Lithium ions usually migrate in the amorphous region of polymers, including the ion migration formed by the local movement of lithium ions with the polymer molecular segments, and the ion migration formed by lithium ions within or between polymer chains, usually in the form of complexes or in the form of combination and decomplexation.
Therefore, reducing the glass transition temperature of the polymer, expanding the amorphous region (plasticizing), etc., are the main means to optimize the performance of polymer solid electrolytes. Polymer solid electrolytes generally require doping with lithium salts to obtain lithium ion conductivity. They are all very important in lithium battery industry.

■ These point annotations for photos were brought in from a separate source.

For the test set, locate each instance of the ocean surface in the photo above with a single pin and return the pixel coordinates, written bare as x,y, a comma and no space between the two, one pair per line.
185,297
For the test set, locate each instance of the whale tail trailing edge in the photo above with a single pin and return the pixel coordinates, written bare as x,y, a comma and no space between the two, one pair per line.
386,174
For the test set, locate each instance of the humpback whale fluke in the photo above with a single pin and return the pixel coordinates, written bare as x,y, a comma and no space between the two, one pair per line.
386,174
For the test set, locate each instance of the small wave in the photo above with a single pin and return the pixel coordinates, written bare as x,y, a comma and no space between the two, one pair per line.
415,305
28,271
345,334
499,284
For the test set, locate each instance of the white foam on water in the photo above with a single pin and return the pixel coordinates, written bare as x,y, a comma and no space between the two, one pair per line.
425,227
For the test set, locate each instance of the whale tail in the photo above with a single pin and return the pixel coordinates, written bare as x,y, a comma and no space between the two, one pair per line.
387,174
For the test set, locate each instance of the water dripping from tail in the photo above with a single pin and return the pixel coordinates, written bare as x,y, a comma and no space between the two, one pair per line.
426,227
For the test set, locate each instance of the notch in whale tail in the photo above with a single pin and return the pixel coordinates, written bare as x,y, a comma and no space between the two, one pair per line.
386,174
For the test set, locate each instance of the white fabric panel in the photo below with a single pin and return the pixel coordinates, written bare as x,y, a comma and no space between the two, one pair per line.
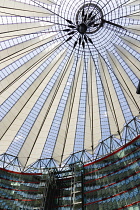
27,45
92,125
14,30
133,43
135,15
132,2
21,9
14,114
65,141
133,28
46,1
130,60
36,139
10,78
22,69
114,110
50,110
125,83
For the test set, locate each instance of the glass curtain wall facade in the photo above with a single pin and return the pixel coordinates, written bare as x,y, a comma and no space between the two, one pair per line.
111,183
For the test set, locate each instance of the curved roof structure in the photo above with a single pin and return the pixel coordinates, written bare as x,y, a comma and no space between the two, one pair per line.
69,72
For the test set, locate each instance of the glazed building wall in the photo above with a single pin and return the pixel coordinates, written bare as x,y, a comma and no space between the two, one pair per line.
113,182
20,190
110,183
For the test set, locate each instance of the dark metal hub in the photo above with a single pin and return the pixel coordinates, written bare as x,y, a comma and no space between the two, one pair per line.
89,19
82,28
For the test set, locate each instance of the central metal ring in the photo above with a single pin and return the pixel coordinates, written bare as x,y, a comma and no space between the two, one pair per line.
82,28
95,21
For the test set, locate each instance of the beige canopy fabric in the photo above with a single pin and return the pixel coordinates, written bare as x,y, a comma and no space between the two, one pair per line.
63,90
132,2
133,28
133,43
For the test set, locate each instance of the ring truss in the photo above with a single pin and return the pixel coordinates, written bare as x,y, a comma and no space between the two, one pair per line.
69,72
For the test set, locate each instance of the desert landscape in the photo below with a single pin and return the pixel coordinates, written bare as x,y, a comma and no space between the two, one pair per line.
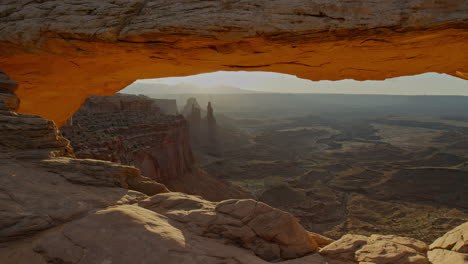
90,173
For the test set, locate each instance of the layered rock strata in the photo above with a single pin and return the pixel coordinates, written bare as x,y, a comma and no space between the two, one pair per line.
131,130
57,209
55,47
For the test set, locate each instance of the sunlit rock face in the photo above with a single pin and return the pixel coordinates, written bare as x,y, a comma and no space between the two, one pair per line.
64,51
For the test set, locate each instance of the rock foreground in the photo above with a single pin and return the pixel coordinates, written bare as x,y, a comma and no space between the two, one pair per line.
57,209
64,51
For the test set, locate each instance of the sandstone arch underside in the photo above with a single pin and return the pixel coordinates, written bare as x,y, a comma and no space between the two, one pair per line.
62,51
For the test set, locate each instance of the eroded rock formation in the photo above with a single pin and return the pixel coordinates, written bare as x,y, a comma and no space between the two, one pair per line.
131,130
65,51
57,209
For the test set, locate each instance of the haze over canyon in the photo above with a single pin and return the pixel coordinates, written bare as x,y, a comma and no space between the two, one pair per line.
219,173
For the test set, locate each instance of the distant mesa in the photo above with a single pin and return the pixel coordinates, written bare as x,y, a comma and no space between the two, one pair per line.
154,88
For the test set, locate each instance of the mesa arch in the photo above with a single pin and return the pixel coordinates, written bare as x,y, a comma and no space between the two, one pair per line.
61,52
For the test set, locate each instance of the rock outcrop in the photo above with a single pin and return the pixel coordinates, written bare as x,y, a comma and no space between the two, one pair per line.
451,248
64,51
57,209
131,130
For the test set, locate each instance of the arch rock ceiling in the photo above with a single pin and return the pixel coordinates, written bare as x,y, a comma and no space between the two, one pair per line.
61,51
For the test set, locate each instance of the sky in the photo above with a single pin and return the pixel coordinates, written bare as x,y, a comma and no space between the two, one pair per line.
423,84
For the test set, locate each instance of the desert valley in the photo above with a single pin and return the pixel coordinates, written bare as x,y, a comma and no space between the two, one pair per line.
107,156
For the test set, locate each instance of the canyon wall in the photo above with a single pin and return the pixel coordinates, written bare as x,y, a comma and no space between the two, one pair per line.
63,51
57,209
132,130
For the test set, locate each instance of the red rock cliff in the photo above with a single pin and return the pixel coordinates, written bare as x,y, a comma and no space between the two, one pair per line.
132,130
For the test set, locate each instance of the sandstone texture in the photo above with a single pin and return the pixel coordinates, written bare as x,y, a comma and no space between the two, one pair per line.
58,209
132,130
451,248
64,51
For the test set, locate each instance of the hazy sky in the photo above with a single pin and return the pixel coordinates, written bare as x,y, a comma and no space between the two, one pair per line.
428,83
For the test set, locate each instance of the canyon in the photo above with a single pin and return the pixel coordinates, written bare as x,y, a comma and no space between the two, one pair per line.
59,209
132,130
62,52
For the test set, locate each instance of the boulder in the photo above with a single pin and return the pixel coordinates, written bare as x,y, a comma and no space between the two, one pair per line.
451,248
376,249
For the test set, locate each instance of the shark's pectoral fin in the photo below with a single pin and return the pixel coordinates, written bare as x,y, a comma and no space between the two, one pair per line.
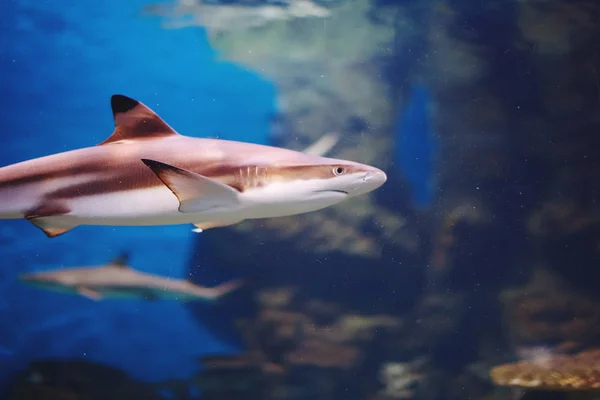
44,217
196,193
202,226
89,293
216,292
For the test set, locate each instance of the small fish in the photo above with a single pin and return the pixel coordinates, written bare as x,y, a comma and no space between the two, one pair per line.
117,280
147,174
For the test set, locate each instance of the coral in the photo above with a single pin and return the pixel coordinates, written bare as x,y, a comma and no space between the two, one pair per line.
557,372
548,311
400,379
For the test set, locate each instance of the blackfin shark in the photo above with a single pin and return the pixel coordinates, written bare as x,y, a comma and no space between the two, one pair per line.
117,280
147,174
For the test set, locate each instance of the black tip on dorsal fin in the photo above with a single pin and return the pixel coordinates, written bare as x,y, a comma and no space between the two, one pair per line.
121,260
135,121
122,104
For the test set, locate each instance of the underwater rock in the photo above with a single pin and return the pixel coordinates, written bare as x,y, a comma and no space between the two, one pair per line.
556,372
75,379
548,312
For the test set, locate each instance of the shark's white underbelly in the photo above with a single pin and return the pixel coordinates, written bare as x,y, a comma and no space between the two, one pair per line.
159,206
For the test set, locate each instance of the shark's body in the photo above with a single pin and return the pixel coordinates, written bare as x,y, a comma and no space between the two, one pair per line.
117,280
148,174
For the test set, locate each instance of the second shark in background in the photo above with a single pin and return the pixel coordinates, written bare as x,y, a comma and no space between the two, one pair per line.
117,280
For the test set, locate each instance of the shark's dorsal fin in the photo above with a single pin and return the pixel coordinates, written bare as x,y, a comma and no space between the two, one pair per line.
135,121
120,261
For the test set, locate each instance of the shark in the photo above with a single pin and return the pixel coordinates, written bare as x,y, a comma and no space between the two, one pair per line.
147,174
118,280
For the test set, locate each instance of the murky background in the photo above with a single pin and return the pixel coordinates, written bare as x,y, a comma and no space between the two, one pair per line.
480,250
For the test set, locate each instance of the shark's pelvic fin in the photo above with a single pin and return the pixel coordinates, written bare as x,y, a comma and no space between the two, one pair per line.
196,193
43,216
89,293
134,120
202,226
121,261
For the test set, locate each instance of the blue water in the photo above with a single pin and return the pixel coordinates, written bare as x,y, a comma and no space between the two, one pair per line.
63,62
415,152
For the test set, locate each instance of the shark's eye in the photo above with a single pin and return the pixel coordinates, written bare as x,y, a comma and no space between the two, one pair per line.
339,171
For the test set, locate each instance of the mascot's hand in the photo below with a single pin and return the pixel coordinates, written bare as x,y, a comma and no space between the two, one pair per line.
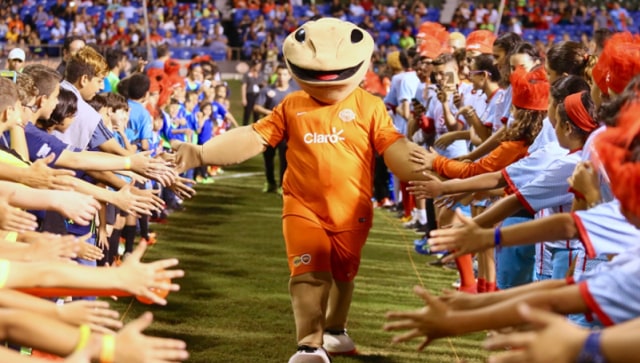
188,156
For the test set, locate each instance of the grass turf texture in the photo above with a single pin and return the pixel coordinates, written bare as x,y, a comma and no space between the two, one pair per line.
234,304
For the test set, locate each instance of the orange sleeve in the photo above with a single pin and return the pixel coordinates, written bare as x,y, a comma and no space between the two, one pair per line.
272,126
506,153
382,133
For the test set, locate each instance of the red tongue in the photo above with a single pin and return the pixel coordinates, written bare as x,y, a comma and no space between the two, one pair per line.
327,77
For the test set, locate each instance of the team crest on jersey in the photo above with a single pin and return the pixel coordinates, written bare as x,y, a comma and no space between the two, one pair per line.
304,260
347,115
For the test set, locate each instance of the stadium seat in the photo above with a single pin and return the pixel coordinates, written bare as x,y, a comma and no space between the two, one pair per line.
182,53
218,55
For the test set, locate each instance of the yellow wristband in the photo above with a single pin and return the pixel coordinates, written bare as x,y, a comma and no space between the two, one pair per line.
108,351
4,272
85,333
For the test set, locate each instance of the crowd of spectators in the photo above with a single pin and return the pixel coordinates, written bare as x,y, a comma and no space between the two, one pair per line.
256,28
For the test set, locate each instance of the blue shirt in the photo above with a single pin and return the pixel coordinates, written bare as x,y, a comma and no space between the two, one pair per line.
87,130
140,123
40,144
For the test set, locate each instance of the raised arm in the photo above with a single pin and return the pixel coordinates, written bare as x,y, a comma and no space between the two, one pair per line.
233,147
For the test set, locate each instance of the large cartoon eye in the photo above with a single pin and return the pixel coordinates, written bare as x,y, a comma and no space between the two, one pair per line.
356,36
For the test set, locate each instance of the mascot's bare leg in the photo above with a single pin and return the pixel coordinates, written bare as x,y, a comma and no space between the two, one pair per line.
339,304
309,296
336,340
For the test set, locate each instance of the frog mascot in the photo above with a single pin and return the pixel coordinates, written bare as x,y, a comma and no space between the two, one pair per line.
333,129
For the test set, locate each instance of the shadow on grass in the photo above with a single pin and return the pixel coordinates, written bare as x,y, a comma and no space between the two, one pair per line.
371,358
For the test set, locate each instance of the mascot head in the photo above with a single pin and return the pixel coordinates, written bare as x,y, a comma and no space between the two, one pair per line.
328,58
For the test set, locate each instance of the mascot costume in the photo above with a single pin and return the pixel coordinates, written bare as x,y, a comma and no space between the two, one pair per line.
333,131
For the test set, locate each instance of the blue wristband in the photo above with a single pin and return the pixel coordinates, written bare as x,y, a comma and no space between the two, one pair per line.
497,238
591,352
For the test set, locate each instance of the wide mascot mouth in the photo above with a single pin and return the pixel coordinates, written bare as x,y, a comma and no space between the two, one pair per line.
309,75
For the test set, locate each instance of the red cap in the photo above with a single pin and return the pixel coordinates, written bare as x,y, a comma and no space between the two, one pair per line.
175,81
435,31
154,85
578,114
618,63
172,67
530,89
481,41
430,48
613,150
199,59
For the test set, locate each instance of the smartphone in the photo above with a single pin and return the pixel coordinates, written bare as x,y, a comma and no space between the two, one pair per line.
10,75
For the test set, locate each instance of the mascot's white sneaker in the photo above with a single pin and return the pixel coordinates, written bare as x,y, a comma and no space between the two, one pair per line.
306,354
338,342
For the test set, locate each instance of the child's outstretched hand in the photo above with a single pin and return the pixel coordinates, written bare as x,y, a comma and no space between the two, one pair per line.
95,313
429,321
139,278
135,347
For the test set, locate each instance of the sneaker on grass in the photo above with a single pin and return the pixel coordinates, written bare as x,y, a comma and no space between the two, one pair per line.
307,354
338,342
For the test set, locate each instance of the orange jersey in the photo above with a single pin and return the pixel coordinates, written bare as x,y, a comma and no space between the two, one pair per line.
330,155
505,154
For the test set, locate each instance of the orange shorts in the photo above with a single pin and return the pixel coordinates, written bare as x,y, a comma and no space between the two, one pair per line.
311,248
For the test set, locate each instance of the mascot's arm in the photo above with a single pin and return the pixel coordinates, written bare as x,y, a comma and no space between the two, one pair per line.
396,157
232,147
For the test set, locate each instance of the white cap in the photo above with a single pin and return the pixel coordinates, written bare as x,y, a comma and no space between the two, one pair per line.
17,53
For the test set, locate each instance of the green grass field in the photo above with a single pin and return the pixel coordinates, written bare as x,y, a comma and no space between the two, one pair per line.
234,304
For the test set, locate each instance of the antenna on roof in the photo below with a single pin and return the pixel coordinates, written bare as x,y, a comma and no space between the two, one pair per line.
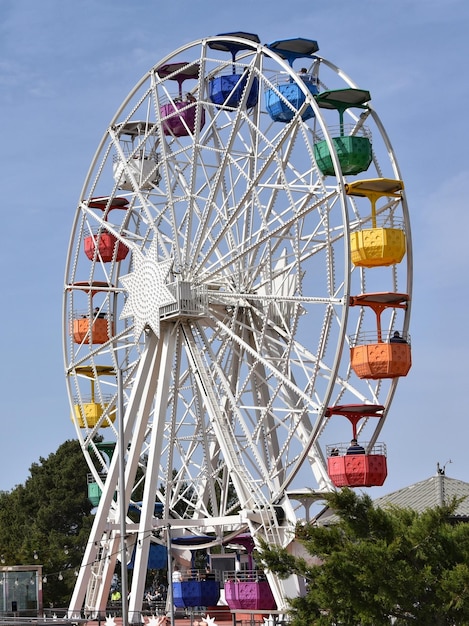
442,470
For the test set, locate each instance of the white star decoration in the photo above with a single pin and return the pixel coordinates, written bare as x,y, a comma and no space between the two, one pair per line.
147,291
157,621
210,621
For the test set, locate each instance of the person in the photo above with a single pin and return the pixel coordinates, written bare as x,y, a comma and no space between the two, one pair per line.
303,73
355,448
396,338
116,595
177,576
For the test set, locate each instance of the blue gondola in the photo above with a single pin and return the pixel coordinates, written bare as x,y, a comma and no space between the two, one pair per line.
227,90
283,101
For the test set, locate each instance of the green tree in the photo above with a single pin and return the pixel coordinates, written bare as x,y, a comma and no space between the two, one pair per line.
50,517
379,566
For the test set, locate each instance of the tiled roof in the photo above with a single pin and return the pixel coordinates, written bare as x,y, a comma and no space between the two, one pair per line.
434,491
427,494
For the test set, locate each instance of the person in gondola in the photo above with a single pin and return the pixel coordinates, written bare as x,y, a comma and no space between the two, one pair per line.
396,338
303,74
355,448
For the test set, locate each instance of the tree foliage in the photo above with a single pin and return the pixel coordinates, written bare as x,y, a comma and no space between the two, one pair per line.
380,566
49,516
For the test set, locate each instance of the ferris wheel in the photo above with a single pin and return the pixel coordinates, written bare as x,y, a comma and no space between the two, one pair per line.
239,259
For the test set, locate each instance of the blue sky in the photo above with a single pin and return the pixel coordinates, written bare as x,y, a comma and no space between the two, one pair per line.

Polymer solid electrolytes include polyethers, monoionic polymers, and the like. Some polyionic liquids-lithium salts also behave in a gel state (called ionic gel). Polymer solid electrolytes have lower density, better physical contact with electrodes, and are generally easier to process.
Pre-lithiation and conductive agent
Pre-lithiation is mainly to deal with the lithium consumption of the SEI film on the negative electrode surface, and the application of negative electrode lithium supplementary agents is the most common negative electrode lithium supplementation method. In lithium battery industry, the first method that can be thought of is to add reduced lithium powder to the negative electrode.
Given that lithium has a capacity of up to 3860mAh/g, a small amount of addition can usually achieve the effect of lithium supplementation. Similar to reducing lithium powder, directly contacting the negative electrode with lithium metal (lithium foil, etc.) can also play a pre-lithiation effect. At this time, the degree of pre-lithiation is relatively difficult to control, and the relevant technical requirements of lithium foil are also high.
Lithium-related alloys (alloys formed from lithium and metals of the fourth main group, etc.) are also used for lithium supplementation: they have a low voltage to lithium, a high capacity, and may be slightly more chemically stable than lithium. For example, lithium-silicon alloys coated with artificial SEI can be stable to dry air (that is, unstable to humid air). Lithium-related alloys can be added as powders or as foils for contact lithium supplementation.
In lithium battery industry, electrode materials, electrolytes and electrode-electrolyte interfaces conduct carriers, and electrodes, current collectors, and external circuits conduct electrons. Efficient transport of lithium ions requires high corresponding bulk phase, interfacial ionic conductance, and sufficient contact between electrolyte and electrode.
The effective transport of electrons requires high corresponding bulk phase and interfacial electronic conductance, so the application of conductive agents in electrode materials to improve interfacial electron transport properties has become an important measure to optimize lithium battery industry performance. Compared with conventional carbon black, carbon nanotubes can significantly improve the electronic conductivity of lithium battery industry materials.
Of course, a certain degree of compounding of the two, especially the compounding of carbon tubes and high-end carbon black, is of positive significance. When carbon tubes with higher aspect ratios dominate, the electronic conductance of the lithium battery industry material is higher.
But this does not mean an infinite increase in the amount and proportion of high aspect ratio carbon tubes. The overall performance and cost of the lithium battery need to be considered. In the foreseeable future, carbon tubes are still the representative of high-end conductive agents, and depending on their cost control, they will gradually penetrate to the middle and low end.